Groxx · on July 29, 2010

My vote for encoding a key in a document goes as follows:

Make 3 spelling errors. Anywhere.

Copying all the text from my AgileW/Rails book comes out to 1392025 characters (wc -c). Comes out to being able to make 2,697,367,802,211,997,800 unique copies by location alone[1]. Significantly less data than a SHA key, but far more than necessary. Heck, making two unique errors gives you almost 2 trillion unique copies. Most books have a fair amount of errors already, what's a couple intentional ones? And note that it can be hidden in metadata too, so there's even more room.

[1]: (1392025 * 1392024 * 1392023)

donaldc · on July 29, 2010

Spelling mistakes are better than nothing, but if I can obtain two copies of the document, I can diff them and fix the mistakes.

eli · on July 29, 2010

I could diff a dump of all the kerning values too.

Groxx · on July 29, 2010

I picked spelling specifically because copying / OCRing will destroy kerning values, but not (likely) spelling. And if you change words into other words, running a spell check might not clean them out either :)

But yes. Diffing is always an option, and it's an ideal way to reveal steganographic data if you encode more than one thing in the same document.

ianferrel · on July 29, 2010

While steganography may be part of a new kinder, gentler copy-control policy for many content producers, I have my doubts as to whether it will be very effective, for a few reasons.

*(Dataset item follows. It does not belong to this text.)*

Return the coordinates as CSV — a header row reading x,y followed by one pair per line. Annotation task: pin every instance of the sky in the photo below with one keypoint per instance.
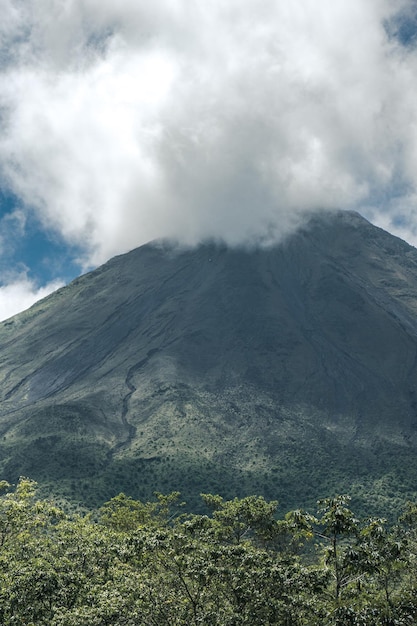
x,y
123,122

Even if you assume that the techniques are not discovered before distribution, this doesn't actually impeded copying; it just helps you determine the original source. At that point, you are again faced with an enforcement problem. It's already quite possible to determine the source of pirated files using bittorrent, but even with thousands of lawsuits filed, use is not noticeably diminished.

But steganographic source determination is significantly weaker than bittorrent as far as enforcement and chilling effects go. With bittorrent, if you can make the expected cost of a lawsuit high enough to the users, you might make a dent in the wholescale copying of content. With steganographic techniques, only the original user is at risk. As soon as a single copy is out there, the rest of the sharers take no additional risk in spreading it far and wide.

eli · on July 29, 2010

To be fair it's an additional layer. Sharing a stolen PDF is just as illegal whether it's tagged with its purchaser or not.

msg · on July 29, 2010

Steganography is a misnomer for this kind of message. Steganography is about maximizing data payload while remaining undetectable. E.g., you want to send messages covertly without Big Brother knowing.

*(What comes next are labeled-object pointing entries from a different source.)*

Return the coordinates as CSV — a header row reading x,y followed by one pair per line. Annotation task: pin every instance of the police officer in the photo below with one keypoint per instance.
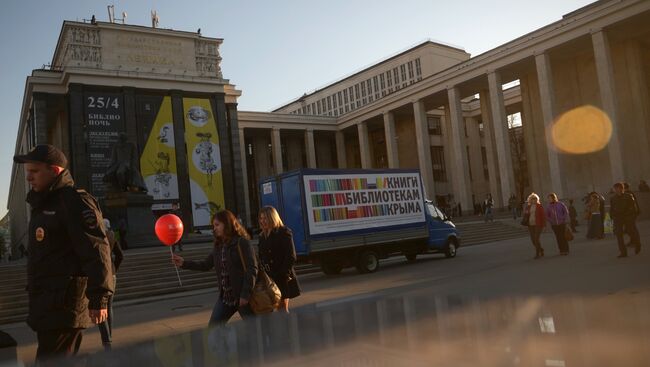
x,y
69,276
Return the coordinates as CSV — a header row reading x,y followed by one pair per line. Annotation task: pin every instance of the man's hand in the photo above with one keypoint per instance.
x,y
98,316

Watermarking is about maintaining message integrity in ways that are robust to distortion. E.g., you don't care who knows about the message, but it's impossible to remove the watermark without unacceptable distortion of the media.

donaldc · on July 29, 2010

Under this scheme, if my laptop with hundreds of paid-for documents is stolen, am I then liable for all the copies of these documents that are illicitly distributed?

eli · on July 29, 2010

I'm not sure I get the point. OK, so you figured out who bought the copy that was leaked. Then what? Sue them?

maqr · on July 29, 2010

And who's to say they were the real leaker? It's pretty trivial to copy files, it could have easily been taken from their computer without their knowledge or consent.